On Tuesday, United Airlines CEO Scott Kirby published an open letter to United employees, sharing an update on how the recent surge in omicron cases—which has caused thousands of canceled flights and countless travel disruptions—was impacting the global airline. “While we have about 3,000 employees who are currently positive for COVID, zero of our vaccinated employees are currently hospitalized,” Kirby wrote. “Since our vaccine policy went into effect, the hospitalization rate among our employees has been 100x lower than the general population in the U.S.”

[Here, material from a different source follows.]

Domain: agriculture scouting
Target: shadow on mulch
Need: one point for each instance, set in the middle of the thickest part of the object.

Kirby said that prior to United’s vaccine requirement, which the company announced in August and was held up by a court ruling in November, more than one United employee, on average, was dying from COVID every week. But even as omicron cases are skyrocketing across the country, the company has had zero COVID-related deaths among its vaccinated employees for the past eight straight weeks, the CEO noted. “Based on United’s prior experience and the nationwide data related to COVID fatalities among the unvaccinated, that means there are approximately 8–10 United employees who are alive today because of our vaccine requirement,” he wrote. “While I know that some people still disagree with our policy, United is proving that requiring the vaccine is the right thing to do because it saves lives.”

Employees at any airline, regardless of whether the airline enacted its own vaccine mandate, must now be vaccinated or submit to weekly COVID testing, thanks the Biden administration. (The White House enacted a vaccine mandate on January 4, which requires all employees of all U.S. companies larger than 100 people to get vaxxed or get weekly COVID tests in order to continue working.)

But not all travelers are required to be vaccinated before boarding a flight. Travel restrictions currently dictate that non-U.S. citizens are required to be fully vaccinated before boarding a flight to the U.S., but no such requirement exists for Americans to fly domestically, per CNN. (You are, however, required to wear a mask while on a plane while not eating or drinking, per federal law.)

The gap between the vaccinated and unvaccinated across the country—in both hospitalizations and deaths—is growing, according to an analysis from The New York Times. Getting vaccinated (and boosted) remains the best way of protecting yourself against hospitalization and death from COVID-19.